Brytyjskie media piszą o polskiej wojnie o "GENDER" i tęsknią za komunizmem

2014-02-16 11:10

„Postkomunistyczne państwa doświadczyły swego rodzaju późnej odwróconej rewolucji seksualnej. Słyszeliście o nowej przerażającej ustawie przeciwko „homoseksualnej propagandzie w Rosji", albo o prawie zakazującym cywilnych związków partnerskich w Chorwacji. Ale czy słyszeliście o „wojnie o płeć" (war on gender) w Polsce?”- pyta w pierwszym akapicie brytyjski „The Guardian”.

Brytyjski dziennik opisuje Polskę jako „kraj powszechnie przedstawiany państwom aspirującym do miana „europejskich” jako wzór do naśladowania”. Zwraca jednak uwagę na nowy problem jaki nawiedził Polskę- edukację seksualną i „Gender”. „W Polsce „gender” stało się terminem określającym wszystko co odbiega od konserwatyzmu i norm kościoła”. Według dziennika „gender stał się zagrożeniem wybuchu konfliktu, którego jedną ze stron jest kościół i jego polityczni sprzymierzeńcy. „The Guardian” przypomina, że przedstawiciele kościoła stwierdzili, iż „ideologia gender” jest gorsze nawet od komunizmu.

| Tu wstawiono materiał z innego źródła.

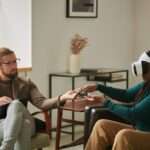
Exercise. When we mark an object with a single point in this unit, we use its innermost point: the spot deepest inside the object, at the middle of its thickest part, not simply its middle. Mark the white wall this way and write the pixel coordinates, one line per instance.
(142, 28)
(111, 38)
(15, 29)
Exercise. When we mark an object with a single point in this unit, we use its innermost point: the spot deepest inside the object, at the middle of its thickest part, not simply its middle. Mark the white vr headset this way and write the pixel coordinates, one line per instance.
(137, 68)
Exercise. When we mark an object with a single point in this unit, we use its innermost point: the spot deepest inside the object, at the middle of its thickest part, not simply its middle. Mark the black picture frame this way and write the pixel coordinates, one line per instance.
(81, 8)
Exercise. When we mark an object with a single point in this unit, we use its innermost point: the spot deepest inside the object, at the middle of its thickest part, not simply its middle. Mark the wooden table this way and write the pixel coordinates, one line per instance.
(76, 105)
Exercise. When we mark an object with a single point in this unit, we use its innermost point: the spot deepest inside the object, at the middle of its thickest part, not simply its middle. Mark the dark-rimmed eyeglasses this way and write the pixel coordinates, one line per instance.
(11, 62)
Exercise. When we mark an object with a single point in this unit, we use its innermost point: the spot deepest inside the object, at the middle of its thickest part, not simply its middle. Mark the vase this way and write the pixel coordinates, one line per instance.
(74, 65)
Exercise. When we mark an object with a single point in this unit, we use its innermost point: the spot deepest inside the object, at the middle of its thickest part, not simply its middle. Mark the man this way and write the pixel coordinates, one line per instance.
(16, 124)
(122, 136)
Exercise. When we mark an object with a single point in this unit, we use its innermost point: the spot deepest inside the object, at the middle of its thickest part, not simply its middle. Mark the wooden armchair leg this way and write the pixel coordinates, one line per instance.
(58, 130)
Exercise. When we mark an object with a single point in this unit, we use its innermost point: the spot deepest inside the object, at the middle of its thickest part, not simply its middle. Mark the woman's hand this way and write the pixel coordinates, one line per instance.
(89, 88)
(5, 100)
(97, 98)
(69, 95)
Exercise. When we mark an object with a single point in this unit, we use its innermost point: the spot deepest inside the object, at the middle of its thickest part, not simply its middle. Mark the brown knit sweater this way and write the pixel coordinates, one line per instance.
(24, 90)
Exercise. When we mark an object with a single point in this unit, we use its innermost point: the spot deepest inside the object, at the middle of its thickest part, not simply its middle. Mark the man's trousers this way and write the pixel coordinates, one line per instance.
(119, 136)
(17, 128)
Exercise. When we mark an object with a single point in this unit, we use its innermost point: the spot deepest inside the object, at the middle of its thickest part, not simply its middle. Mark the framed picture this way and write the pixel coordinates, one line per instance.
(81, 8)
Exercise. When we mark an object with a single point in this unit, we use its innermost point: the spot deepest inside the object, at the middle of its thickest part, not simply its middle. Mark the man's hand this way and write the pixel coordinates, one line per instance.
(89, 88)
(69, 95)
(97, 98)
(5, 100)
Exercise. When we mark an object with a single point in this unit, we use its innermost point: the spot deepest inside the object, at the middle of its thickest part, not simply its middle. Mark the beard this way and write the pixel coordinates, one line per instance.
(11, 75)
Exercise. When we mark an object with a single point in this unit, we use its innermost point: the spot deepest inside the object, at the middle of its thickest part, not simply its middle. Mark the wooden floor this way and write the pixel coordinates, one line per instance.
(65, 139)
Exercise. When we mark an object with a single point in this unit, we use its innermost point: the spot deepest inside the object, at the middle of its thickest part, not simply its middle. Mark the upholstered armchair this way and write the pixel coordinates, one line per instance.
(92, 114)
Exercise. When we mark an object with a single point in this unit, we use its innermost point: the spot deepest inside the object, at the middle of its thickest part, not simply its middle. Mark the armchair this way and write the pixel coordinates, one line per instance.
(92, 114)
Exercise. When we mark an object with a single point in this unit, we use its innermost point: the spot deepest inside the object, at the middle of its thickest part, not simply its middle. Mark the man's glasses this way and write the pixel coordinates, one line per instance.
(11, 62)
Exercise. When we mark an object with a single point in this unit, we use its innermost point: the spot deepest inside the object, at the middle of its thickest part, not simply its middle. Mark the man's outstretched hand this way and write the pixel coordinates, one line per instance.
(4, 100)
(69, 95)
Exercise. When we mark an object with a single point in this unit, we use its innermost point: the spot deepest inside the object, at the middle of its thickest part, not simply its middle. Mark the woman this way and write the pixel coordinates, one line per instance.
(122, 136)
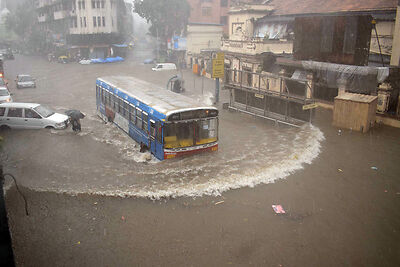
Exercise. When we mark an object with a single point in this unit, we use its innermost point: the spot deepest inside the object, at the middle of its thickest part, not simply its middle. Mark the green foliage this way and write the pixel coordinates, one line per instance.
(166, 16)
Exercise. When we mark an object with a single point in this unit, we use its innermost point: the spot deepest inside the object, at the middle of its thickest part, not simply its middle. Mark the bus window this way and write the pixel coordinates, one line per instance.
(145, 120)
(206, 131)
(114, 102)
(159, 132)
(153, 128)
(106, 96)
(139, 118)
(103, 96)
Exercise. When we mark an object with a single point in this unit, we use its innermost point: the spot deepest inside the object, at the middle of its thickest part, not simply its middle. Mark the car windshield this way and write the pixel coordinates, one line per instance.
(44, 111)
(4, 92)
(25, 79)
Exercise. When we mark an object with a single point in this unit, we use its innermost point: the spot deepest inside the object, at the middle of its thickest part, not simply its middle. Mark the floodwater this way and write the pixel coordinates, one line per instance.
(103, 160)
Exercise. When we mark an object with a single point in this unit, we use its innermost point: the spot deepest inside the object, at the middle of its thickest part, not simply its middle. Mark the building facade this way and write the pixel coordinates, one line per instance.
(87, 26)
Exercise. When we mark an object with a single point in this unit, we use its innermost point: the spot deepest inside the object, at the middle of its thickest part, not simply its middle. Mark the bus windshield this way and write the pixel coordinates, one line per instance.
(190, 133)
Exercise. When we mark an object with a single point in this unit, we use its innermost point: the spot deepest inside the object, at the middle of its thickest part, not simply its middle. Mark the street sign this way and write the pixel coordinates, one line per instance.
(310, 106)
(218, 65)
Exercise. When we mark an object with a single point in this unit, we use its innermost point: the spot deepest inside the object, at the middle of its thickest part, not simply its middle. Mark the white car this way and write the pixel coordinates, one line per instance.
(164, 66)
(5, 95)
(25, 81)
(30, 116)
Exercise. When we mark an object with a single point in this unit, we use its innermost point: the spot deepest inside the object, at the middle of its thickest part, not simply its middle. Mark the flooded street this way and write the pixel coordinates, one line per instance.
(94, 200)
(103, 160)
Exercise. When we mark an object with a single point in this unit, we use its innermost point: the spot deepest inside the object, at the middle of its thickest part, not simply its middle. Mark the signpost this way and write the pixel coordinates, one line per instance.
(217, 71)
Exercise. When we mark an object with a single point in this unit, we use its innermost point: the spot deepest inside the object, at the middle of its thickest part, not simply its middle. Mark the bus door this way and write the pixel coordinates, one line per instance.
(153, 132)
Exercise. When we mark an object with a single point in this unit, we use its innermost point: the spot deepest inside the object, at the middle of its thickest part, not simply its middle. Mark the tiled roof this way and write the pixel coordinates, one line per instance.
(297, 7)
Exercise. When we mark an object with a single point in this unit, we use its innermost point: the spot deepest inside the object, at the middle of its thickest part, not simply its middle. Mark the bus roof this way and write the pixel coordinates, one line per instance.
(161, 99)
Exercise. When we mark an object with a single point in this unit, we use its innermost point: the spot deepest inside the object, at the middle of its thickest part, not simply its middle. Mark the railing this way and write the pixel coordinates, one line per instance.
(270, 96)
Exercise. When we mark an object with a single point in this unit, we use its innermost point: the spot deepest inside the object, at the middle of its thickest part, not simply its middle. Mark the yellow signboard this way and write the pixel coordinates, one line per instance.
(310, 106)
(218, 65)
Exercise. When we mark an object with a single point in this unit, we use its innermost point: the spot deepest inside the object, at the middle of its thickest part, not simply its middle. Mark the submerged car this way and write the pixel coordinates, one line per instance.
(25, 81)
(30, 116)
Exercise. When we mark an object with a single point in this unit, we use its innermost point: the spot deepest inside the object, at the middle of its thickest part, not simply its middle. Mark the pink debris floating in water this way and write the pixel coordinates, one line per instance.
(278, 209)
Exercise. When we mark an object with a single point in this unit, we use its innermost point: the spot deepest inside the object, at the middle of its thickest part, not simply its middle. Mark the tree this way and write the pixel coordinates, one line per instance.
(166, 16)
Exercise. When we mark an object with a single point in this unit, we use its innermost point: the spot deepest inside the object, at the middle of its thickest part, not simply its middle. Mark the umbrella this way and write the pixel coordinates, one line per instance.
(75, 114)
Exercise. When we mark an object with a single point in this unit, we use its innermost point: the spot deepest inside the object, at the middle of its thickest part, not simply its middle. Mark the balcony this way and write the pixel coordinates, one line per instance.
(255, 46)
(62, 14)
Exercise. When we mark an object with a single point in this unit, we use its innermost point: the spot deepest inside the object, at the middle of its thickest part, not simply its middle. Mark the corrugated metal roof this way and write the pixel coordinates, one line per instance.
(297, 7)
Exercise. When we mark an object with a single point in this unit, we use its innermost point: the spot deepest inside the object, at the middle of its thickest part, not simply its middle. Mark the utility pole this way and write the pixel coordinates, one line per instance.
(6, 253)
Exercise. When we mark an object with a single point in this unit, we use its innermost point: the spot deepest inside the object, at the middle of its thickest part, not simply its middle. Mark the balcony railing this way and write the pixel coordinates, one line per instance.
(60, 14)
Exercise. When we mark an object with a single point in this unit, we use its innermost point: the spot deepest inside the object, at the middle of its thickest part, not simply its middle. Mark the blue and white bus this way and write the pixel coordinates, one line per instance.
(167, 123)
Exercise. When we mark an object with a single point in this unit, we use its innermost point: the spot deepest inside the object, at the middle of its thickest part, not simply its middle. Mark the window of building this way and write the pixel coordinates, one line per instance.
(224, 20)
(133, 115)
(29, 113)
(206, 11)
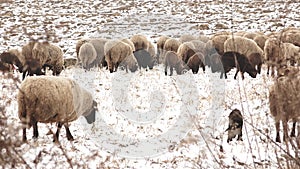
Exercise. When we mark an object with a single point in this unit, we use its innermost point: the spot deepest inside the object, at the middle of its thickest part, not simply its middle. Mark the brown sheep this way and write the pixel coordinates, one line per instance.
(173, 61)
(50, 99)
(196, 61)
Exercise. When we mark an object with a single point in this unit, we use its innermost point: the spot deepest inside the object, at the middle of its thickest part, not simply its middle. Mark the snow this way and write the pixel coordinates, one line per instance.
(146, 119)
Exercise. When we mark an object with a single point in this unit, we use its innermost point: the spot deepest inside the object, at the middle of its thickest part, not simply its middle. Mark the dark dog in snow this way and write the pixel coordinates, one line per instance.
(235, 125)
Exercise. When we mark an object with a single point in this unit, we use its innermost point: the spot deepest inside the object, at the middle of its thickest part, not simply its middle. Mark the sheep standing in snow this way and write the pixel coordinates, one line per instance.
(117, 52)
(98, 44)
(13, 57)
(160, 47)
(50, 99)
(173, 61)
(235, 125)
(284, 103)
(246, 47)
(196, 61)
(87, 55)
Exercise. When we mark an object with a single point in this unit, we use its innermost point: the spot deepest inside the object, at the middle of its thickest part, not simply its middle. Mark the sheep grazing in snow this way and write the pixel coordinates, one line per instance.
(241, 62)
(196, 61)
(117, 52)
(49, 99)
(140, 42)
(284, 103)
(98, 44)
(173, 61)
(13, 57)
(235, 125)
(144, 59)
(87, 55)
(160, 47)
(185, 51)
(277, 54)
(186, 38)
(246, 47)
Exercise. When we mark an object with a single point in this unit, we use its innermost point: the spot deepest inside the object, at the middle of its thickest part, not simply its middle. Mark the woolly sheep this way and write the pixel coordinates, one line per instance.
(117, 52)
(173, 61)
(284, 103)
(235, 125)
(13, 57)
(49, 99)
(140, 42)
(195, 62)
(246, 47)
(186, 38)
(185, 51)
(87, 55)
(160, 46)
(98, 44)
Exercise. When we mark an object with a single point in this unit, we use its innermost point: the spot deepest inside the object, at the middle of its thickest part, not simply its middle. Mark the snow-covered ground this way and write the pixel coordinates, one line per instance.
(146, 119)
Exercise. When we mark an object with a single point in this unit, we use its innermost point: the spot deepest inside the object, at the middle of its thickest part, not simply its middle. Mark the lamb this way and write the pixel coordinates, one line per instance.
(144, 59)
(185, 51)
(140, 42)
(235, 125)
(186, 38)
(13, 57)
(117, 52)
(49, 99)
(284, 103)
(195, 62)
(241, 62)
(98, 44)
(87, 55)
(160, 46)
(40, 55)
(173, 61)
(246, 47)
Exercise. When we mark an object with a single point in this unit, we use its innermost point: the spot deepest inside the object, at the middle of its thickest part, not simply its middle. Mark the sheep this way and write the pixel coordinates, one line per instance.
(140, 42)
(246, 47)
(284, 103)
(98, 44)
(144, 58)
(160, 46)
(117, 52)
(186, 38)
(173, 61)
(235, 125)
(241, 62)
(195, 61)
(277, 54)
(185, 51)
(40, 55)
(49, 99)
(69, 62)
(13, 57)
(87, 55)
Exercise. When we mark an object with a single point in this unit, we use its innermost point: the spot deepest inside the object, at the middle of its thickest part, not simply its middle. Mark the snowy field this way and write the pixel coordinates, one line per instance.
(146, 119)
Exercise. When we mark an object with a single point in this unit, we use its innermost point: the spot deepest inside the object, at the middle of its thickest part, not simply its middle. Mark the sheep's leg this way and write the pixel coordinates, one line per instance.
(69, 135)
(35, 130)
(55, 138)
(171, 70)
(277, 125)
(294, 128)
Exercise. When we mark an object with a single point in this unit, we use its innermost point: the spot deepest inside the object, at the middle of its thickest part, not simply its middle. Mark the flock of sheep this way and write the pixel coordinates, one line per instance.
(245, 51)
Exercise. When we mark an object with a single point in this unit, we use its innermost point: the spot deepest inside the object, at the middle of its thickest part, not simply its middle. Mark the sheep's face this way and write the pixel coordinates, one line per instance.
(91, 117)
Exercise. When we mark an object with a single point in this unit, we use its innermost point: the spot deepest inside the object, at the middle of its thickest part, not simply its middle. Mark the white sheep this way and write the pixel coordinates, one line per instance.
(51, 99)
(246, 47)
(117, 52)
(87, 55)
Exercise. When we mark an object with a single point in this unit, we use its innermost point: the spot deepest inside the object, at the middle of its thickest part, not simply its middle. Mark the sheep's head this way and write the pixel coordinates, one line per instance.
(91, 117)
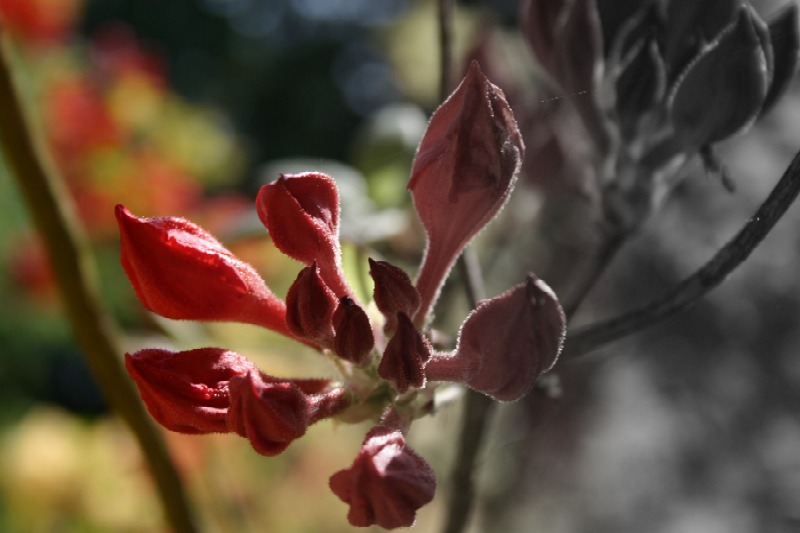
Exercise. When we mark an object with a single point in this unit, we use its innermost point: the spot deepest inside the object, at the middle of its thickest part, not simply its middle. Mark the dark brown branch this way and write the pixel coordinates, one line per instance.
(588, 338)
(51, 210)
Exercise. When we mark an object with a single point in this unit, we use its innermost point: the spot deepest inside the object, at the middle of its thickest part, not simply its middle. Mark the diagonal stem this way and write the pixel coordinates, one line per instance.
(52, 213)
(588, 338)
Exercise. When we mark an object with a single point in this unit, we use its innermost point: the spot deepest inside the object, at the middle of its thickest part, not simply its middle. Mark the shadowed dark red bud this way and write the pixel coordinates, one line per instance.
(354, 340)
(187, 391)
(180, 271)
(463, 173)
(705, 106)
(270, 414)
(387, 482)
(394, 292)
(309, 307)
(566, 37)
(404, 358)
(506, 343)
(301, 213)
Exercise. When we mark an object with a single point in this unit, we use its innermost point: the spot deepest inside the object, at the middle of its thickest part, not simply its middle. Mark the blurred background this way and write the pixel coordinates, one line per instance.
(186, 107)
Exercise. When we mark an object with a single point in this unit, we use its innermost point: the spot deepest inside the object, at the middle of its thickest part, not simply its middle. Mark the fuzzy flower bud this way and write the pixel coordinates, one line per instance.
(309, 307)
(187, 391)
(403, 361)
(387, 482)
(180, 271)
(463, 173)
(506, 343)
(301, 213)
(354, 339)
(393, 292)
(269, 414)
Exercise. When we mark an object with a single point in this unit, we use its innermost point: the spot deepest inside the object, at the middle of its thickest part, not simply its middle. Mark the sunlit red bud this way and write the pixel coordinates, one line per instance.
(354, 339)
(394, 292)
(301, 213)
(309, 307)
(387, 482)
(187, 391)
(404, 358)
(180, 271)
(463, 173)
(506, 343)
(270, 414)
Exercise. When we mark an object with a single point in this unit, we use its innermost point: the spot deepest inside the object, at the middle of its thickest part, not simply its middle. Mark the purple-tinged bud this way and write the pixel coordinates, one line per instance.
(387, 483)
(463, 173)
(187, 391)
(404, 358)
(180, 271)
(722, 90)
(309, 307)
(270, 414)
(354, 339)
(506, 343)
(394, 293)
(301, 213)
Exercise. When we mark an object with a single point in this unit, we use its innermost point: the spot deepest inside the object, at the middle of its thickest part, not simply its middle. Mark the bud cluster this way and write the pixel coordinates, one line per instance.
(656, 82)
(463, 173)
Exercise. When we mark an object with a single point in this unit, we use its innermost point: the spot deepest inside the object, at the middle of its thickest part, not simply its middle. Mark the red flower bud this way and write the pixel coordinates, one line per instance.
(463, 173)
(506, 343)
(404, 359)
(387, 482)
(354, 339)
(309, 307)
(271, 414)
(393, 293)
(301, 213)
(187, 391)
(180, 271)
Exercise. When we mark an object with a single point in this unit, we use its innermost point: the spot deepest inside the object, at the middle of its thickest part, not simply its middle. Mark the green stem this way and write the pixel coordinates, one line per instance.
(53, 215)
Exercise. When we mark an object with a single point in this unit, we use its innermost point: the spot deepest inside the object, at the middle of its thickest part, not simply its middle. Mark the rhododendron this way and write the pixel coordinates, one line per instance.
(464, 171)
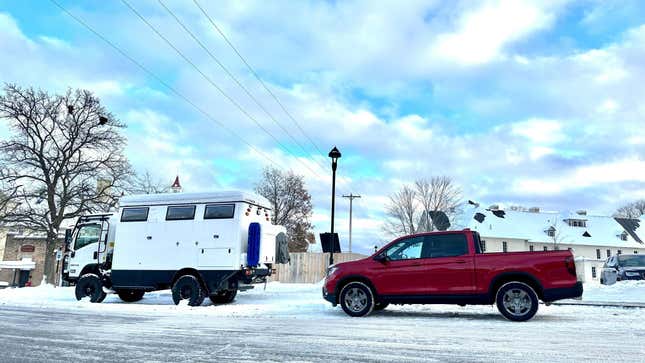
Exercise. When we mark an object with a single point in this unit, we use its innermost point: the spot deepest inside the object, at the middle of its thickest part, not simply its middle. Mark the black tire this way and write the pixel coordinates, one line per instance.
(223, 297)
(130, 295)
(188, 288)
(89, 285)
(517, 301)
(357, 299)
(380, 306)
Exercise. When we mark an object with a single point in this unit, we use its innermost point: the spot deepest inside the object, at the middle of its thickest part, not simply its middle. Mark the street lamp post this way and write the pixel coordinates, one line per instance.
(334, 154)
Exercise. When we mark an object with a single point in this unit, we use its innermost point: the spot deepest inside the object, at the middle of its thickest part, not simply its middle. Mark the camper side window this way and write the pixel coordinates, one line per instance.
(180, 213)
(134, 214)
(219, 211)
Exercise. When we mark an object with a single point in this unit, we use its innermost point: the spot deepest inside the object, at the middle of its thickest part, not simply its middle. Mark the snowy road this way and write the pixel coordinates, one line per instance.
(292, 323)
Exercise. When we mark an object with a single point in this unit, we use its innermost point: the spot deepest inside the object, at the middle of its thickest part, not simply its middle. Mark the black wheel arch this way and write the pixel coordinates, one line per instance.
(519, 276)
(191, 272)
(354, 278)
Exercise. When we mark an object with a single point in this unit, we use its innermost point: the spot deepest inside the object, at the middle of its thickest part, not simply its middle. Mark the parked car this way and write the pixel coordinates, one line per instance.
(450, 268)
(623, 267)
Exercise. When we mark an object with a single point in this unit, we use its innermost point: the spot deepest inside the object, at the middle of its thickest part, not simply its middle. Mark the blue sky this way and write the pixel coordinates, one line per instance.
(538, 103)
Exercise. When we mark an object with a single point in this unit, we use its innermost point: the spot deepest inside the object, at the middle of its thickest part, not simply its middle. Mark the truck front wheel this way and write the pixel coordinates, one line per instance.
(187, 288)
(357, 299)
(89, 285)
(517, 301)
(223, 297)
(130, 295)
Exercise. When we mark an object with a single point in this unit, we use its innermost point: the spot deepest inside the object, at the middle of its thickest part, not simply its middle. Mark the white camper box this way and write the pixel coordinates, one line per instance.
(197, 243)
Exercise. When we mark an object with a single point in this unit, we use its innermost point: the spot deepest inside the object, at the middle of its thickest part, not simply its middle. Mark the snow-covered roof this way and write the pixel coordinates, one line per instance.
(533, 227)
(182, 198)
(24, 264)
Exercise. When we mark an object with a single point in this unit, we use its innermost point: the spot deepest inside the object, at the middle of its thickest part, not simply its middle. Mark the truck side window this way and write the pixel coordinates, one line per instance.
(180, 213)
(406, 249)
(87, 235)
(219, 211)
(134, 214)
(446, 245)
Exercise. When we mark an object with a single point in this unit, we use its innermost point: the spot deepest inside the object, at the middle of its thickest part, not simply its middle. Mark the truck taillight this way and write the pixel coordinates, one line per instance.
(571, 265)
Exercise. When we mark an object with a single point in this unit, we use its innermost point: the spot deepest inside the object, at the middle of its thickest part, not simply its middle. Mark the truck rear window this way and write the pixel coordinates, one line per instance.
(219, 211)
(134, 214)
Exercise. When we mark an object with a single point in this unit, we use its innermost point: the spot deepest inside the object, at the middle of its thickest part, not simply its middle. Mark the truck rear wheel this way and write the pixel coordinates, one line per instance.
(130, 295)
(188, 288)
(89, 285)
(223, 297)
(517, 301)
(357, 299)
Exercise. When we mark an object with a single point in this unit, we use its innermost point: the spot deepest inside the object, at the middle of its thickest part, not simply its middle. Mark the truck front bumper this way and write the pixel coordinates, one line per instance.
(560, 293)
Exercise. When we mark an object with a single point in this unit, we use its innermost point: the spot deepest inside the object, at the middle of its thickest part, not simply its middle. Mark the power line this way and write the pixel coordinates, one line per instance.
(162, 82)
(209, 80)
(228, 72)
(258, 77)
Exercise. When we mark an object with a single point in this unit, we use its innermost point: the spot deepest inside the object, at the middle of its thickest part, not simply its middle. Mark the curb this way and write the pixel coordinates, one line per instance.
(601, 304)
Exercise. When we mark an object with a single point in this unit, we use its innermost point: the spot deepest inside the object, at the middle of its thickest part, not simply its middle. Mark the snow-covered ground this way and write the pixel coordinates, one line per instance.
(291, 322)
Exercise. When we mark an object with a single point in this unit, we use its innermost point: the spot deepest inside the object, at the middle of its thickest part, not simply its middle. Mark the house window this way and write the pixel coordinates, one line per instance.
(134, 214)
(180, 213)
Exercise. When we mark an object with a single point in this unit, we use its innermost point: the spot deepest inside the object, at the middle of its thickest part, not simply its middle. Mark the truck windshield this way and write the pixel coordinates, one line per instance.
(631, 261)
(87, 234)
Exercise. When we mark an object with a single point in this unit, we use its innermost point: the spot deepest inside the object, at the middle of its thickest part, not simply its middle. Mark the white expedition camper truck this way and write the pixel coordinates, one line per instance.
(200, 244)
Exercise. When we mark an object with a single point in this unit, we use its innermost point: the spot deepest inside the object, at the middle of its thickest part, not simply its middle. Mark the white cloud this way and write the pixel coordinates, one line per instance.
(483, 33)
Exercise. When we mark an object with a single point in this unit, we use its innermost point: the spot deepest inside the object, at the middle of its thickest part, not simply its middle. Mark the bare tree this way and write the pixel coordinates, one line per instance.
(146, 184)
(291, 204)
(632, 210)
(437, 194)
(63, 159)
(402, 212)
(410, 210)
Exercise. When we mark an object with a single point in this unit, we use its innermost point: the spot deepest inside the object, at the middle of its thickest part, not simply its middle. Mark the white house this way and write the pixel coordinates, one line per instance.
(591, 238)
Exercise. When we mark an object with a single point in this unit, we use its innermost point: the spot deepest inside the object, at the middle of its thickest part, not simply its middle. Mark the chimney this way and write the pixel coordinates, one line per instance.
(176, 186)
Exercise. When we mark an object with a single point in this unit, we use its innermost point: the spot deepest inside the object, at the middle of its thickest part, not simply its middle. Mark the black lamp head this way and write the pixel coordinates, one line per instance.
(334, 154)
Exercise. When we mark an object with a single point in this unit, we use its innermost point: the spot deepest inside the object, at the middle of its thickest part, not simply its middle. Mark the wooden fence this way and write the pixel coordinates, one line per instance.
(309, 267)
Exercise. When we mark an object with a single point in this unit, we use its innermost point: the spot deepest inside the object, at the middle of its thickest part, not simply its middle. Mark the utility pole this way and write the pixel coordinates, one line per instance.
(351, 199)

Kontrowersje rozbudziły tzw. „warsztaty gender”- zajęcia z wychowania seksualnego, które w Polsce wciąż nie są dostępne dla wszystkich. „Prowadzone są jedynie w bardziej postępowych szkołach i przedszkolach”- zauważa autor artykułu.

Tematyka zajęć dotycząca, np. związków homoseksualnych natychmiast stała się obiektem krytyki podlanej moralną paniką prawicowych mediów, polityków i kościoła. "Ci pedofile sprowadzają nasze dzieci na złą drogę"- „The Guardian” cytuje jedno z wielu oskarżeń pod adresem „warsztatów gender".

Zobacz też: Beata Kempa pisze list do Meryl Streep w sprawie...gender! O rany, koniec świata jest blisko!

„The Guardian” zwraca w artykule uwagę, że problem „gender” jest dla polski swego rodzaju kryzysem społecznym ujawniającym dylematy Polaków na tle ideologicznym. W przestrzeni publicznej łatwo dostrzec ścieranie się prawicowych konserwatywnych poglądów utożsamiających się ze stanowiskiem kościoła i liberalnych poglądów nawołujących do ogólnej tolerancji i wolności.

Według dziennikarki znamionami współczesnej Polski są zjawiska takie jak brak edukacji seksualnej, charakter ustawy aborcyjnej (która należy do jednej z najsurowszych w Europie), fakt, iż aptekarz może odmówić kobiecie sprzedania tabletek antykoncepcyjnych lub zablokowanie ustawy o związkach partnerskich.

Autor zastanawia się, jak pogodzić te fakty z „błyszczącym wizerunkiem Polski przedstawianym przez zagraniczne media”. "W wywiadzie dla "Gazety Wyborczej" promującym jej nowy film "Sierpień w hrabstwie County" Meryl Streep zaapelowała do rozsądku polskich polityków. – Myślałam, że po latach komunizmu dogoniliście już Zachód w sensie społeczno-kulturowym – dziwiła się aktorka. Szkoda, że nikt Streep nie poinformował, że w rzeczywistości to Polska Rzeczpospolita Ludowa była państwem traktującym z szacunkiem kwestie płci i reprodukcji"- czytamy w internetowym wydaniu "The Guardian".